Riding the HORSE, by Tom McEvoy
In 2006 the World Series of Poker electrified the poker world by introducing a $50,000 HORSE tournament. This was the biggest buy-in in poker history. HORSE, stands for Limit Hold'em, Limit Omaha Hi-Low Split, Razz, 7 Card Stud, and Stud 8 or Better. This tournament was televised with the final table reverting from the 5 game format to a No Limit Hold'em contest, in effect adding a 6th game. The excitement grew as the final table was a who's who in the poker world with some of the absolute legends of the game and battling it out.
The final table consisted of one of the toughest lineups of all time. Doyle Brunson, TJ Cloutier, Dewey Tomko, Chip Reese--all in the Poker Hall of Fame, as well as former world champion Jim Bechtel, Phil Ivy, Andy Block, David Singer and Patrick Antonius. When the smoke cleared Chip Reese and Andy Block were the last two standing. They then embarked on an epic struggle that lasted over seven hours. Chip Reese was all in on more than one occasion, but ultimately prevailed and won the event. The event subsequently awarded the winner the Chip Reese Memorial Trophy.
This event was televised and completely captured the imagination of the viewing public as well as the poker community itself. Everybody wanted to start to play HORSE. Of course, very few could afford the $50,000 price tag at the World Series of Poker, but fortunately smaller buy-in events became available. Not only did the World Series hold smaller buy-in HORSE events but other venues as well. The only difference was that the no-limit hold'em portion of the tournament was eliminated. This made the final table less interesting as far as the television audience was concerned, but many of the players, especially the people putting up the 50K buy-in wanted it to be restricted to just the five limit events. The feeling was that since the five games were a tremendous test of skill, the finalists should be allowed to finish the tournament in the same fashion.
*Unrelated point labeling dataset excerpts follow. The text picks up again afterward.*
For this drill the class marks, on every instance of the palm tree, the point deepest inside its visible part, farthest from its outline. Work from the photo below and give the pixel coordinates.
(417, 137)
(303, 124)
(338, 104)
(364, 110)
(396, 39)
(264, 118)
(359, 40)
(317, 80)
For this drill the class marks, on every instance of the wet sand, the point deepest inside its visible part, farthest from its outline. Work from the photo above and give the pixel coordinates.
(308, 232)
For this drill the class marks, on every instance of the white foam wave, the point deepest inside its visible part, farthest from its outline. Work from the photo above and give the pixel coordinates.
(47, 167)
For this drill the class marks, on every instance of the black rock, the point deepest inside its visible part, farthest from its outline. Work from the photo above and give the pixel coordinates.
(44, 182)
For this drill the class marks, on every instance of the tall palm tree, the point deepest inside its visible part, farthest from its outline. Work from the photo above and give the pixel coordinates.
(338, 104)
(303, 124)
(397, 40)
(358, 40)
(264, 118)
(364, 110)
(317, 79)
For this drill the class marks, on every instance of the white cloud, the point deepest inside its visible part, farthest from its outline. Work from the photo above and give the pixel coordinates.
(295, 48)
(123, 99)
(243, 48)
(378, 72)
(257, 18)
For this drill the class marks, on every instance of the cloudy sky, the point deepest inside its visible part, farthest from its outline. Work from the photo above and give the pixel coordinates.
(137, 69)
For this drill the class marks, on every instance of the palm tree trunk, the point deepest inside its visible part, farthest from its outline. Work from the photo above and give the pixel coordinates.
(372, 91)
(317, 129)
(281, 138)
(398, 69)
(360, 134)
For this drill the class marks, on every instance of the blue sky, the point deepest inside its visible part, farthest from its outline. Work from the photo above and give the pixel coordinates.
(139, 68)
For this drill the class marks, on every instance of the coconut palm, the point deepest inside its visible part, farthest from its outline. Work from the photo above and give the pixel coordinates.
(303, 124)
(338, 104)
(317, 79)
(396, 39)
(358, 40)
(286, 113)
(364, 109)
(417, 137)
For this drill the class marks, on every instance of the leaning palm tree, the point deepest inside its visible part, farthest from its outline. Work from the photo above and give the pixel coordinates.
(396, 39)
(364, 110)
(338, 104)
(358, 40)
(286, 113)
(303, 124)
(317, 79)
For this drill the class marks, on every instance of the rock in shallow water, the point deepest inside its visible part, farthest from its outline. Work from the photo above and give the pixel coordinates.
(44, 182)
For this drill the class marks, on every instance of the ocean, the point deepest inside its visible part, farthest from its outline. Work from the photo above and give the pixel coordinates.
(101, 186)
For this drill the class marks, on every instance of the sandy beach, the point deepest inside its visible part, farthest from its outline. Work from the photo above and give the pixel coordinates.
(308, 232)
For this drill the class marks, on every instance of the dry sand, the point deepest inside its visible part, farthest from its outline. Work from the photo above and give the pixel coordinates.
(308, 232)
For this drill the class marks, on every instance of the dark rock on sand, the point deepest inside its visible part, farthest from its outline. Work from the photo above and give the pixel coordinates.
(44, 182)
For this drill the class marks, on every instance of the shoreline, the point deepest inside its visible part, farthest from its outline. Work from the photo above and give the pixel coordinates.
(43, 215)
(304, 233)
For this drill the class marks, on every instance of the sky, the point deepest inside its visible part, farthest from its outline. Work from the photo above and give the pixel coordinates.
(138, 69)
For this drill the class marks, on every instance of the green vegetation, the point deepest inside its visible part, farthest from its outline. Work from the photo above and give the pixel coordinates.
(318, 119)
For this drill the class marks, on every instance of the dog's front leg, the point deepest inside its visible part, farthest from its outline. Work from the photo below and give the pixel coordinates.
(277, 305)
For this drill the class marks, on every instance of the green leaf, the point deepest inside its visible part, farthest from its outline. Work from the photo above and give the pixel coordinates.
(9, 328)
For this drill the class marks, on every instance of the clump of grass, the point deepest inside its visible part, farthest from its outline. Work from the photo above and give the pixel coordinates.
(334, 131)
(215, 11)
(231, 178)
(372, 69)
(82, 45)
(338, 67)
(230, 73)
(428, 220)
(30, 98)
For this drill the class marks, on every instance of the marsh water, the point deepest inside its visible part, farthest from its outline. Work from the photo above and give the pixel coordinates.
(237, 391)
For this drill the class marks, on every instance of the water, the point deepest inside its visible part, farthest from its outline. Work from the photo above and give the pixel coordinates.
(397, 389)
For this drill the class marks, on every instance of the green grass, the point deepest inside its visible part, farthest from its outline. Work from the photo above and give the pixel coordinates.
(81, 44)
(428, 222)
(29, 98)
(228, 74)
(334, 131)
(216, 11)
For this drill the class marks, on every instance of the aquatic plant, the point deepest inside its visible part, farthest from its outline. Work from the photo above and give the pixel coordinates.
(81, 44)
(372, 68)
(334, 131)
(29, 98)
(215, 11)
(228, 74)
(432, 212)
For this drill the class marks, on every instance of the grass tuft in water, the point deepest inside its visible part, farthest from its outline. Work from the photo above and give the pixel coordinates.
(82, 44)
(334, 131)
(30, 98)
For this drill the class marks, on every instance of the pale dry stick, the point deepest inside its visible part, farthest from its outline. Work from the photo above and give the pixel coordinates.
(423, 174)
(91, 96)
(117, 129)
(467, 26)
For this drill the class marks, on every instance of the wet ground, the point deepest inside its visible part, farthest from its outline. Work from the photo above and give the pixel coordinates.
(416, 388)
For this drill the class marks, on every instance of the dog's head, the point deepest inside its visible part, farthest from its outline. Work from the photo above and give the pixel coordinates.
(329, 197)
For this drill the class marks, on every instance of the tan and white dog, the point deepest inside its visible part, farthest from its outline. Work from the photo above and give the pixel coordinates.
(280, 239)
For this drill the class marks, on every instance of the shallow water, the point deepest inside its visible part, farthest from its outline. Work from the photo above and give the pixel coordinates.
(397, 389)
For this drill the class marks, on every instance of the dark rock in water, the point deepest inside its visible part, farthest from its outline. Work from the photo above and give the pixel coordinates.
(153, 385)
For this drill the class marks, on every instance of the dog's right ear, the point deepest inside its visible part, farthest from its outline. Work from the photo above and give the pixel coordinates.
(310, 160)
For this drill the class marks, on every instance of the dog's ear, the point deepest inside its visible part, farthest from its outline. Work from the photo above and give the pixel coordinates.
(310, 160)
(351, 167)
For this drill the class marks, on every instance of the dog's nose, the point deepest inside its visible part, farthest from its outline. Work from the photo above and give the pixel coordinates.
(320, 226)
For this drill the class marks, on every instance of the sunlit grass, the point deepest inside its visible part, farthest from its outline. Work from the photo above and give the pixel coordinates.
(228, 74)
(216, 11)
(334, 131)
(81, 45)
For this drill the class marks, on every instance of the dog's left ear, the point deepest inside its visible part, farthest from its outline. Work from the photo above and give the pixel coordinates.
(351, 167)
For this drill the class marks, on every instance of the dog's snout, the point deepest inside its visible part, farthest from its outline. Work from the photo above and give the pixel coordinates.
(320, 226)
This year, for reasons still unknown, ESPN elected not to televise this event. The result was a sharp drop in attendance as about 1/3 fewer players participated in the 2009 event. The lack of television coverage was the main reason for this decline. Many players as well as Harrah's management are considering going back to the same format as the original event and making sure it is included on the TV schedule. This should not only boost attendance, but make for an outstanding television show with high ratings. The final table is almost a cinch to have many highly recognizable names, and if it is played as a No Limit Hold'em grand finale, the TV audience will more easily identify with the strategies because, let's face it, No Limit Hold'em is the king of poker.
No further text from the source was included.